(from cooking light)
Not to be confused with the chard and white bean soup I made a month ago! Needless to say, I loves me my greens 'n beans.
I tweaked the recipe somewhat, as I didn't feel like making croutons (who does?), I also used veggie stock instead of water - there are so few ingredients as it is, I wanted to ensure maximum flavour.
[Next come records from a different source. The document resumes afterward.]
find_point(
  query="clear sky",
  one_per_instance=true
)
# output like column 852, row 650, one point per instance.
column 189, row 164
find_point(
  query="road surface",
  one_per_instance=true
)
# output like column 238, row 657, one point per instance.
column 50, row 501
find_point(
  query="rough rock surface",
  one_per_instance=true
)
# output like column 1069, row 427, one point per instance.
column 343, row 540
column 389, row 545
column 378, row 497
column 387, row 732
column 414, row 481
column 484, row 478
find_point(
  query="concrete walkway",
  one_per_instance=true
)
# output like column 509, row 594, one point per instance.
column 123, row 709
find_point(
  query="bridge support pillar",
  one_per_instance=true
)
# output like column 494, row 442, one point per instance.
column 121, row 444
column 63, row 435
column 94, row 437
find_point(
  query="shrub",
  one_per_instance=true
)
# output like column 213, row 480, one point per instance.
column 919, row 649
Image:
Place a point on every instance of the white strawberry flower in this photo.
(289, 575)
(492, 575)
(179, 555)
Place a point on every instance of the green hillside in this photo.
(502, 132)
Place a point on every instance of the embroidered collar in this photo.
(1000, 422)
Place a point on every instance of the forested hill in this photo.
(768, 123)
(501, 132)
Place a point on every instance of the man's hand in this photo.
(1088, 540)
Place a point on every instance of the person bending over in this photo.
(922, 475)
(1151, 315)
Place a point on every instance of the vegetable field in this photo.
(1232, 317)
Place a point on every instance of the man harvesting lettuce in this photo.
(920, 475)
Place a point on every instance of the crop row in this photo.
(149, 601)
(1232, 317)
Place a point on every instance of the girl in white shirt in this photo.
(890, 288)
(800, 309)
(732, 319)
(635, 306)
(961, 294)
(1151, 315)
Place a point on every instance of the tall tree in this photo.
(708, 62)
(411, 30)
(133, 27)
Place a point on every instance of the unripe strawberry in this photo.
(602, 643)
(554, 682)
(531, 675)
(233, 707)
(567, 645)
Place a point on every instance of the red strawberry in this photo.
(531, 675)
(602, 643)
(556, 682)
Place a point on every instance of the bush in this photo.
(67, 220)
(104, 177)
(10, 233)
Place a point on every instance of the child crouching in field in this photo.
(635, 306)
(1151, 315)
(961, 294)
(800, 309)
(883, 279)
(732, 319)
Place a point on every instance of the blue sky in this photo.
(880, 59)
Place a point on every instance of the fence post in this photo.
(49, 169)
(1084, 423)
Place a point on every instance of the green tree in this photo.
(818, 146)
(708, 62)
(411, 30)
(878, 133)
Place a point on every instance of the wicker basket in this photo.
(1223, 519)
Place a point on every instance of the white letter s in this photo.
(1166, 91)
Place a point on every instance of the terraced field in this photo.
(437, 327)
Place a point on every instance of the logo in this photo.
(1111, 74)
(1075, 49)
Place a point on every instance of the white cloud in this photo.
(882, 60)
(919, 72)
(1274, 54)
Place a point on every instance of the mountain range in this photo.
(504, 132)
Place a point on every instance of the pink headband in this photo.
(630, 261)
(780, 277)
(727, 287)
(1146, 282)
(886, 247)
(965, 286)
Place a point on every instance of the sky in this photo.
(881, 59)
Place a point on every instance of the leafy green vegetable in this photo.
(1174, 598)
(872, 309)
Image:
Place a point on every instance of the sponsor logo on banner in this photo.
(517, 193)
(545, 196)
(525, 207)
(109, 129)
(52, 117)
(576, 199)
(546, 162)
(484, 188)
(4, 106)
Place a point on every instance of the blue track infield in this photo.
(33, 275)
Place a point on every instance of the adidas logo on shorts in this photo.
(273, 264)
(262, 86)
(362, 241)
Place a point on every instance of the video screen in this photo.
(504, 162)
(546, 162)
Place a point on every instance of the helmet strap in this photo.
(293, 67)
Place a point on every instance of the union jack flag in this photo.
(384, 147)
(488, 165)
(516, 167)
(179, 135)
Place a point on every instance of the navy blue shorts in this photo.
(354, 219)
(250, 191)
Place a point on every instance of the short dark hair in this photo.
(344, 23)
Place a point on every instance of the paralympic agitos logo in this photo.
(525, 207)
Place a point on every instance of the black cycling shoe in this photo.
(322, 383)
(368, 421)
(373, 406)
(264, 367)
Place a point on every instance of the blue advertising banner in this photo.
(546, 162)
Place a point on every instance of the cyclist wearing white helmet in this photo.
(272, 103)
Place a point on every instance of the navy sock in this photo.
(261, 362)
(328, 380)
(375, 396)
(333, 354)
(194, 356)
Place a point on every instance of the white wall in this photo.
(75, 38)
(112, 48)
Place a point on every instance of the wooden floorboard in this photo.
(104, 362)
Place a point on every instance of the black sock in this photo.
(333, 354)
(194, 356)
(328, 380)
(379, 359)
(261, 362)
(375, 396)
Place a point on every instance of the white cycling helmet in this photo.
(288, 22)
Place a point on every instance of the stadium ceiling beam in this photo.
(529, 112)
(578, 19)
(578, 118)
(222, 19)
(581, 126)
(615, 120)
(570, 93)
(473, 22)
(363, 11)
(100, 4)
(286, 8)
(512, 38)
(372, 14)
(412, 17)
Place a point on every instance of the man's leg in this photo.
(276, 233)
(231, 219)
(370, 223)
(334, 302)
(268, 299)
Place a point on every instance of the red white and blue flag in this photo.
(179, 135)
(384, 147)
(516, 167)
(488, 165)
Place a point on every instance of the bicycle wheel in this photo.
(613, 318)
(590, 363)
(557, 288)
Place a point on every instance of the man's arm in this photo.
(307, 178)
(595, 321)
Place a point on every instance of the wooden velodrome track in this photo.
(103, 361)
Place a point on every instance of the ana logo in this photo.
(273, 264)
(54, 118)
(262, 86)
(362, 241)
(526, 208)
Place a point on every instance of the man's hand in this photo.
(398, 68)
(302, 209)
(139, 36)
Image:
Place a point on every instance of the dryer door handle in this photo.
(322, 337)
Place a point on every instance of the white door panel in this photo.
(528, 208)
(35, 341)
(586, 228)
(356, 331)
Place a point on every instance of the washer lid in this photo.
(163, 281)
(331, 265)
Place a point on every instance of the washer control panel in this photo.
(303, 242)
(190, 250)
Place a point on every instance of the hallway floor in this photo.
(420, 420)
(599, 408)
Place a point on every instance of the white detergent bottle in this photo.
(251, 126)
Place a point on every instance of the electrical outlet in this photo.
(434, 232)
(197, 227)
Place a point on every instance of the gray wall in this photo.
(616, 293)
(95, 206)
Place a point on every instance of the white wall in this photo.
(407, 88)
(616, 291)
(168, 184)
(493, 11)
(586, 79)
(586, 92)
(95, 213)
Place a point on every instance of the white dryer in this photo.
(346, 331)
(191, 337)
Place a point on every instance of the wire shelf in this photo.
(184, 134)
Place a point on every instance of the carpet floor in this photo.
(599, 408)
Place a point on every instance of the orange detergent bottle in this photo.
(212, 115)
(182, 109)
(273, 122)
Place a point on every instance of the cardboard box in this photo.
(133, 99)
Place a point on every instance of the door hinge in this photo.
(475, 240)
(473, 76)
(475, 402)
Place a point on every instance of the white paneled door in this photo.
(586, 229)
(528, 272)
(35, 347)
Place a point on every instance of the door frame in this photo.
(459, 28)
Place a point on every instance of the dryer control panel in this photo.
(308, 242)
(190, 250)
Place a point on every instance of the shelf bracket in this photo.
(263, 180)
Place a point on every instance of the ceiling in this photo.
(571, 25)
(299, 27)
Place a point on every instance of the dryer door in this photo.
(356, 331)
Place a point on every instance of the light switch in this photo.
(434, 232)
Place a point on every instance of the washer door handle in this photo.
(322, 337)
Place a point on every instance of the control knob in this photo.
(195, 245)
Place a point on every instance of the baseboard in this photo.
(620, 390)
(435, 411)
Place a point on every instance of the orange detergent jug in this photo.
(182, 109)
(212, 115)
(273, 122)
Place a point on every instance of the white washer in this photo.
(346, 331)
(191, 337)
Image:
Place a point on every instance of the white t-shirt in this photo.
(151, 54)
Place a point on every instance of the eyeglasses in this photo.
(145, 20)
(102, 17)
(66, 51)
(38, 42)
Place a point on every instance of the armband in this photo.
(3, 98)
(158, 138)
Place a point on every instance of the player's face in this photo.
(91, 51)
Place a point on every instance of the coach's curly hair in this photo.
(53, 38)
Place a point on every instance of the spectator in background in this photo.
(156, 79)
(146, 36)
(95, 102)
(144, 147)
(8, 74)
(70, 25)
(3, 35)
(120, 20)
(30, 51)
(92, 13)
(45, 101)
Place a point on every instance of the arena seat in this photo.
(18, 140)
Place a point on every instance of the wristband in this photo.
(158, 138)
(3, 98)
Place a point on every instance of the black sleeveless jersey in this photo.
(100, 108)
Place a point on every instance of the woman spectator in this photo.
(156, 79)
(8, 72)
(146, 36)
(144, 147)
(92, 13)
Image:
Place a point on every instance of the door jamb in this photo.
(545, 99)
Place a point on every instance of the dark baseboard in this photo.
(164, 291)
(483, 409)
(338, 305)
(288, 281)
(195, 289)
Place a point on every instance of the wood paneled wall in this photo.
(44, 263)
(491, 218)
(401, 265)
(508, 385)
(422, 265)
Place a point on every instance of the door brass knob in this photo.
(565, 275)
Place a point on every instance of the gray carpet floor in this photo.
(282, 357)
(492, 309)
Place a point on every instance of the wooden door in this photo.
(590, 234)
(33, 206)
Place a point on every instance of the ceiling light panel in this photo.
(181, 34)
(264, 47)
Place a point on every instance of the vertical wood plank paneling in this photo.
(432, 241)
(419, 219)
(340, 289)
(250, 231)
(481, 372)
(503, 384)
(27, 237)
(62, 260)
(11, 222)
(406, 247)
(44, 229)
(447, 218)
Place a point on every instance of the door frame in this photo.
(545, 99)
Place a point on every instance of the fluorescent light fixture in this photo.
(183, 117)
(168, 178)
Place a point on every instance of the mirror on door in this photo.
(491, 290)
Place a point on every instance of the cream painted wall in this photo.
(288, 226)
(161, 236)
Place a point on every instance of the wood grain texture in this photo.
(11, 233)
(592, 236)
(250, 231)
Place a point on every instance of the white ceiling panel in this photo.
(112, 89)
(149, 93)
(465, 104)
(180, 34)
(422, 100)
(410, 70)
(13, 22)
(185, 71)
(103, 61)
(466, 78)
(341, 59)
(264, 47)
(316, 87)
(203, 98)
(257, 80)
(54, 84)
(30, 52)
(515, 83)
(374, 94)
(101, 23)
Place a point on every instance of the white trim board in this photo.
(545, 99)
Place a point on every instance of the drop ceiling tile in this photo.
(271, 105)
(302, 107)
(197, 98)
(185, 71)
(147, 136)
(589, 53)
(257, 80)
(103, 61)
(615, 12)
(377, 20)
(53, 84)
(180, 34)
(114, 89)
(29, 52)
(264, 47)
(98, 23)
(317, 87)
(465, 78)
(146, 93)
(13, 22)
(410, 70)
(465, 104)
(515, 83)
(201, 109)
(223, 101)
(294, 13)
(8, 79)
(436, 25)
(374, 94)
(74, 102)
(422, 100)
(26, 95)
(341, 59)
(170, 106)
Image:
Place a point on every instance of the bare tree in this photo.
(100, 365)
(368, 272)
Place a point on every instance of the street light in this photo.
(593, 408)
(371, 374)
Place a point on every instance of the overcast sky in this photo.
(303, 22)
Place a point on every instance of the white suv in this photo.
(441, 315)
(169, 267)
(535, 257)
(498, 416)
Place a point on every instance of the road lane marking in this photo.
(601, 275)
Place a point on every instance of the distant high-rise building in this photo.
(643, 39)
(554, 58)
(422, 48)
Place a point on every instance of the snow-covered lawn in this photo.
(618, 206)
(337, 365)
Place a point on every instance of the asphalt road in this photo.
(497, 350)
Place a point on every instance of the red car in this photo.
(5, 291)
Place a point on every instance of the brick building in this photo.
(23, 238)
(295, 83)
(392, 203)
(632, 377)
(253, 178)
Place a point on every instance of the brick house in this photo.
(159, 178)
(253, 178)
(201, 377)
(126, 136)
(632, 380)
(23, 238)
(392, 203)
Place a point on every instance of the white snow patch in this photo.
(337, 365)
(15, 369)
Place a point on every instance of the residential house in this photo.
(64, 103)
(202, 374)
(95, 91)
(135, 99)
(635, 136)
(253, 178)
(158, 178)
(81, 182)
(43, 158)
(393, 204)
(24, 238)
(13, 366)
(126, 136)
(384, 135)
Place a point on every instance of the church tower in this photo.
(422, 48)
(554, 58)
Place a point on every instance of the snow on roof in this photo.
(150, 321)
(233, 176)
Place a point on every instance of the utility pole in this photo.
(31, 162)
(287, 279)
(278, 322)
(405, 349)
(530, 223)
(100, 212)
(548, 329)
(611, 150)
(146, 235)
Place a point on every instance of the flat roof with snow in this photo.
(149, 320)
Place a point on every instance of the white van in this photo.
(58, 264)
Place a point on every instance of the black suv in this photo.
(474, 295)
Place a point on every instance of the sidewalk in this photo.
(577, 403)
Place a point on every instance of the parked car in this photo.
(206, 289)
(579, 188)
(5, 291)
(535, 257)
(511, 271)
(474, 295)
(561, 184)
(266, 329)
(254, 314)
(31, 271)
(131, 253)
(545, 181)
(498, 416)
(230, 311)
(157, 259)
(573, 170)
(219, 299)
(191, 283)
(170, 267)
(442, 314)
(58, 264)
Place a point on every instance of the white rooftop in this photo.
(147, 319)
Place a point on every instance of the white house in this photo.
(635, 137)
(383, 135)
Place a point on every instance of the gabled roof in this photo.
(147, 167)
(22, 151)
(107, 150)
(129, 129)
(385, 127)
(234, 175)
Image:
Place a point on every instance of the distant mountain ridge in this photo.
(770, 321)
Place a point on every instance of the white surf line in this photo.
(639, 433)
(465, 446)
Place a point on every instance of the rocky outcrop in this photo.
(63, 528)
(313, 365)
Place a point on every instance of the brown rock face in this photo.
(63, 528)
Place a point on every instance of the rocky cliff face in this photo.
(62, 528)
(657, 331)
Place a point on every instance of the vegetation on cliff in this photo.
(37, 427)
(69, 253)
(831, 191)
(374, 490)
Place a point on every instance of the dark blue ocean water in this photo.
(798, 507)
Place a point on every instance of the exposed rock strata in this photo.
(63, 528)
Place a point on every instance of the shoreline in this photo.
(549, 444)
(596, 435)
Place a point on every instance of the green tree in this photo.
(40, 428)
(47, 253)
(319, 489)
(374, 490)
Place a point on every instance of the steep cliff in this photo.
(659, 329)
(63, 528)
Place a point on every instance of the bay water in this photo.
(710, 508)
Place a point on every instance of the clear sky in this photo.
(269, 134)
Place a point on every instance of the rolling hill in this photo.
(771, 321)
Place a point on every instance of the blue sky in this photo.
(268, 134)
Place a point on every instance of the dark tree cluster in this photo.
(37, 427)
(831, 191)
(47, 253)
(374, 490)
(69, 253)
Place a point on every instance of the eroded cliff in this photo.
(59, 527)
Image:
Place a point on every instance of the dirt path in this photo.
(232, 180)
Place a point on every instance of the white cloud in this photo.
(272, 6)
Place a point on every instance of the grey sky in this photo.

So comforting and yummy - and easy - perfect for weeknights.
A bunch of rapini
1 tbsp olive oil
2 cups coarsely chopped onion
¼ tsp crushed red pepper (I likely used more)
3 garlic cloves, minced
½ tsp sea salt (added black pepper too)
4 cups veggie stock (plus one cup water)
some Parmigiano-Reggiano cheese rinds (I keep them in the freezer)
Remove and discard tough ends from rapini stems; coarsley chop.
Heat oil in a large Dutch oven over medium heat. Add onion; cook 5 minutes, stirring frequently. Add red pepper and garlic cloves; cook 1 minute, stirring constantly. Add rapini and salt, and cook another minute - infusing the flavours. Add stock, water and cheese rinds. Increase heat to medium-high; bring to a boil. Reduce heat, add beans, simmer 15-20 minutes. Discard cheese rinds.